Earlier, Donald Trump signed an executive order aimed at toughening Washington’s sanctions against Russia
Russian Foreign Ministry Sergei Fadeichev/TASS
Russian Foreign Ministry
© Sergei Fadeichev/TASS

MOSCOW, September 21. /TASS/. The United States will never be able to dictate its terms to Russia by using sanctions, Russian Deputy Foreign Minister Sergey Ryabkov vowed in a comment published on the Foreign Ministry’s website on Friday.

On Thursday, Washington blacklisted another 33 individuals and legal entities from Russia, who are linked to its intelligence agencies and the defense industry.

"We’ve been keeping a close eye on how the US applies it sanctions against our country. This seems to have turned into some sort of national sport, with yesterday’s anti-Russian measures becoming the 60th since 2011," the diplomat said. "Every new round of sanctions shows that our enemy’s previous attempts to pressure Russia have failed to yield any result."

"Numerous US blacklists duplicate each other more and more. That’s funny, but this is true," Ryabkov pointed out.
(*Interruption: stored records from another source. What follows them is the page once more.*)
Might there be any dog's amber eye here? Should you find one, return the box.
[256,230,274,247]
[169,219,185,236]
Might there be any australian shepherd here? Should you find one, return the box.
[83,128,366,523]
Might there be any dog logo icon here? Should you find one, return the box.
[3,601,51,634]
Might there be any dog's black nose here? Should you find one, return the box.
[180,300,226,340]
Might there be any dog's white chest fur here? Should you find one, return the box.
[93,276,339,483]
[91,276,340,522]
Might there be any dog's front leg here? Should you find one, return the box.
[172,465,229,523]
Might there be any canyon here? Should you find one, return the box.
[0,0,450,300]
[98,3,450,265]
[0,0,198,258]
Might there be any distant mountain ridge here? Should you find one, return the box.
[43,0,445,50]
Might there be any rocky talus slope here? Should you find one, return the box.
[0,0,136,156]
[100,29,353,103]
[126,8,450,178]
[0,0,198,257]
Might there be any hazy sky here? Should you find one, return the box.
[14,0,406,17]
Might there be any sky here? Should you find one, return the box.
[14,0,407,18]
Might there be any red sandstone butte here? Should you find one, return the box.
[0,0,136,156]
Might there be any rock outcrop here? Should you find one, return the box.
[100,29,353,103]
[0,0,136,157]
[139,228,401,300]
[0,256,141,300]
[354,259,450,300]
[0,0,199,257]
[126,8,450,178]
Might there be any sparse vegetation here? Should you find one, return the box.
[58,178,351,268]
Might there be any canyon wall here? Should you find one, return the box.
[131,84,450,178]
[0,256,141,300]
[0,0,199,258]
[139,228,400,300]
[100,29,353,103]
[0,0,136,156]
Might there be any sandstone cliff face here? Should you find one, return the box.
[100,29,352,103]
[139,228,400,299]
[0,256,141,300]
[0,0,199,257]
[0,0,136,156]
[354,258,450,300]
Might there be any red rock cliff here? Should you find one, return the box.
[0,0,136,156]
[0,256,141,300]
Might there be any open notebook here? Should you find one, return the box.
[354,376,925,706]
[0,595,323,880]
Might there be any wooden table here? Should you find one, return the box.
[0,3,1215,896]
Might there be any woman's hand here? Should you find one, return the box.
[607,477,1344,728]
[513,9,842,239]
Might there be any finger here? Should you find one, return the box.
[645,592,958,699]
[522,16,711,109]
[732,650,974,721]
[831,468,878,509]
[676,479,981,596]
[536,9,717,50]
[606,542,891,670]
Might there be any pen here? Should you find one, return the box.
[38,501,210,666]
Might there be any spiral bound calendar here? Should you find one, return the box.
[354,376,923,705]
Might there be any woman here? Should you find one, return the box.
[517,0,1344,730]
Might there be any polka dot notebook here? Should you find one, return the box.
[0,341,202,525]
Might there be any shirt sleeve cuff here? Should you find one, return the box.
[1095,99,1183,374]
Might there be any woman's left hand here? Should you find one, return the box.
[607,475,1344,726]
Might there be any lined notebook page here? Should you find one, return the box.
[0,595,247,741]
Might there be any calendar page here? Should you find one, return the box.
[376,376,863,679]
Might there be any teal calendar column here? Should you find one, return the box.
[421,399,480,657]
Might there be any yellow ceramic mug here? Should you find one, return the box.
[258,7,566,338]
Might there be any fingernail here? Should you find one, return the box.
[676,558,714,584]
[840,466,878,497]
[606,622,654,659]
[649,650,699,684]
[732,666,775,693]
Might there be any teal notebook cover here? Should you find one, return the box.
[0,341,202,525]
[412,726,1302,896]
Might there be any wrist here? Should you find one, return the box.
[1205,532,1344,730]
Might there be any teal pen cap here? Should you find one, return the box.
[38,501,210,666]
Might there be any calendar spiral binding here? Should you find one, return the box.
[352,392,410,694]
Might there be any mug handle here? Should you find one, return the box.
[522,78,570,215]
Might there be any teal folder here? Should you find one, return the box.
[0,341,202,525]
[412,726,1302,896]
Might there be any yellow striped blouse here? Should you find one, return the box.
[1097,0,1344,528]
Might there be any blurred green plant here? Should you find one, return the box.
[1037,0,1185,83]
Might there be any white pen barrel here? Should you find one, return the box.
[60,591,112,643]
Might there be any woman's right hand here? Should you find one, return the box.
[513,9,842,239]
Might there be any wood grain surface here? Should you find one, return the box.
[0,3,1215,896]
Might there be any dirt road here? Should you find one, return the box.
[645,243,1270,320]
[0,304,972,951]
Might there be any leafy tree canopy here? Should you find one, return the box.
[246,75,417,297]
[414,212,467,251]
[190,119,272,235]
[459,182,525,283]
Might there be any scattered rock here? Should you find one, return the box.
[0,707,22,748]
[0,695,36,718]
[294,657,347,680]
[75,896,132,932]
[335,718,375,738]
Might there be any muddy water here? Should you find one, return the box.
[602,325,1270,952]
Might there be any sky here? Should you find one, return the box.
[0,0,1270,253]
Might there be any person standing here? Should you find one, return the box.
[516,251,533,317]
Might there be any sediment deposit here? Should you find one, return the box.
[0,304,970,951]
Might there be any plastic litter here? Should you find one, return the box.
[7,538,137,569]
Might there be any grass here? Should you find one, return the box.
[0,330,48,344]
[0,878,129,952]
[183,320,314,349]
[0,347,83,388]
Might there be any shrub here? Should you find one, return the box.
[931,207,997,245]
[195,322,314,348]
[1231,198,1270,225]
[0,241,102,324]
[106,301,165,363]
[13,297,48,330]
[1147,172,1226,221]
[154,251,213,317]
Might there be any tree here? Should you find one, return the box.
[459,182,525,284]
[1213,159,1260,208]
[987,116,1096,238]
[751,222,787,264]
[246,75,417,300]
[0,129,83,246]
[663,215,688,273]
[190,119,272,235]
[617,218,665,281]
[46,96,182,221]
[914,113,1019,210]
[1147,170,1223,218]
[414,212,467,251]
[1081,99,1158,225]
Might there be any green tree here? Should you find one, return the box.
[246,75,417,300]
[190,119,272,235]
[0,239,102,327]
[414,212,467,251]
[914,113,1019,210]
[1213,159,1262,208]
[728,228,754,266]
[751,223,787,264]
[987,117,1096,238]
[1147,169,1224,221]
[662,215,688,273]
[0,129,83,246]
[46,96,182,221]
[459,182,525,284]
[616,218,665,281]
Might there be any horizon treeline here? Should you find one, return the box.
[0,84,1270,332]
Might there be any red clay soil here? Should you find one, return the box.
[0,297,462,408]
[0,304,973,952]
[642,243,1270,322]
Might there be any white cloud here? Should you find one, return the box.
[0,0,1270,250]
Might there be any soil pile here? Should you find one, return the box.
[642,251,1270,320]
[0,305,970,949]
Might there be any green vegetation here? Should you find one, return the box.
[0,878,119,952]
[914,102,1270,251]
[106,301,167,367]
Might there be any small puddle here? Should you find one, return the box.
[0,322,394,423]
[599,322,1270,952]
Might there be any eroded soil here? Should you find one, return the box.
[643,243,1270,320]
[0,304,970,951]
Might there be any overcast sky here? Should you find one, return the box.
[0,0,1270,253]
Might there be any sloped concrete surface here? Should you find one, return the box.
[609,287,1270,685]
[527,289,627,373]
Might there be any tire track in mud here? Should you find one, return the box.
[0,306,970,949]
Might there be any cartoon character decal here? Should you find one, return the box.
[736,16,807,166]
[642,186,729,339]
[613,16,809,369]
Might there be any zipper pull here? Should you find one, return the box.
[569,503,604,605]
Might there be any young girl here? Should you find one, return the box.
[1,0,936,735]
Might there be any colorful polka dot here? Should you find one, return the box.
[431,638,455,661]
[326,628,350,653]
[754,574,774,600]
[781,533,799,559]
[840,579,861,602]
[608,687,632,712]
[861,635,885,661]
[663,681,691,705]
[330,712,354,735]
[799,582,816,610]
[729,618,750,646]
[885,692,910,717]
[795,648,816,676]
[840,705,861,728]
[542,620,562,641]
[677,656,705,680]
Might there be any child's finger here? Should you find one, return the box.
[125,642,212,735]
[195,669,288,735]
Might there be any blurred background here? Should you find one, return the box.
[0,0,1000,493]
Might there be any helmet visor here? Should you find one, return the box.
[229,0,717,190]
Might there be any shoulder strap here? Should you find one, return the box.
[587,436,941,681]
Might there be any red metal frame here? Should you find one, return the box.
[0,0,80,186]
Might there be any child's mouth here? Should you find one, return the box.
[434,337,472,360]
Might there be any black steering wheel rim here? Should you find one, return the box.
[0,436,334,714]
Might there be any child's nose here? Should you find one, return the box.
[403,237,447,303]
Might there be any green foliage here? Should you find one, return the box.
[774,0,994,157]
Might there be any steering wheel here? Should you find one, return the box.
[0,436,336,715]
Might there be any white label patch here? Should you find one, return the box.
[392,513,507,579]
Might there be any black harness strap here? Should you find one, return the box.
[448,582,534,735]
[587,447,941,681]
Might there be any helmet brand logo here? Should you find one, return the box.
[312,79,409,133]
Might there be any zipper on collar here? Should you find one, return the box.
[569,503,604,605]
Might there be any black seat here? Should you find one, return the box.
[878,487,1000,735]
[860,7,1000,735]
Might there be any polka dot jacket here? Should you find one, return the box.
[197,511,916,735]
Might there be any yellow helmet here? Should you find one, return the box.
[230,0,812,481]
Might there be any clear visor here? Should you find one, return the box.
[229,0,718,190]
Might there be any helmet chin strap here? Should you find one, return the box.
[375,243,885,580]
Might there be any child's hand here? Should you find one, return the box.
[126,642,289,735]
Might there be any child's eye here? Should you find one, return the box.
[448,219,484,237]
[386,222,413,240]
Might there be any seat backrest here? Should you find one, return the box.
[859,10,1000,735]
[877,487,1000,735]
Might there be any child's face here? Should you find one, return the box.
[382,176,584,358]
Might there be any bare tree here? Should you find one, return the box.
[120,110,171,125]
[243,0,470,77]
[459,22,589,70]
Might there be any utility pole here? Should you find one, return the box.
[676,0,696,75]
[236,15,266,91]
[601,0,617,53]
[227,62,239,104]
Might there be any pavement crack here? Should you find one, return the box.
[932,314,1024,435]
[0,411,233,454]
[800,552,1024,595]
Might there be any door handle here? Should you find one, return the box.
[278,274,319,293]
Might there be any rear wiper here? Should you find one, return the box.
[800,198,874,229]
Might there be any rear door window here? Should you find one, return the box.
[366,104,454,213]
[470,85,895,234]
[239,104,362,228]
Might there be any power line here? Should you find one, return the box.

"We see the fervor gripping US politicians, and many of them are held hostage to their beliefs about their ‘exclusiveness’ and hope that if they crank pressure up just one more notch, they will be able to dictate their terms to Russia," he elaborated.

"No one will ever be able to do this," Ryabkov assured. "The Washington operators of the sanctions machinery should learn more about our history and stop making such a big fuss over nothing," the senior diplomat suggested.

"It would be good for them to also recall the notion of global stability, which they recklessly upset by whipping up tensions in Russian-US relations," Ryabkov said, warning, "It’s foolish to play with fire, because things could get dangerous."

Washington churns out more sanctions

On Thursday, US President Donald Trump signed an executive order aimed at toughening Washington’s sanctions against Russia.

The Office of Foreign Assets Control (OFAC) of the US Department of the Treasury specified that this document gives the Secretary of the Treasury specific powers to take particular steps to further implement sanctions, and instructs other federal agencies to take all the required measures for ensuring the fulfillment of these sanctions.

Washington is not introducing any new sanctions against the blacklisted individuals or organizations, though many of them were targets of previous US restrictions.

Trump signed the Countering America’s Adversaries Through Sanctions Act (CAATSA), which levies tougher sanctions against Russia, Iran and North Korea, on August 2, 2017.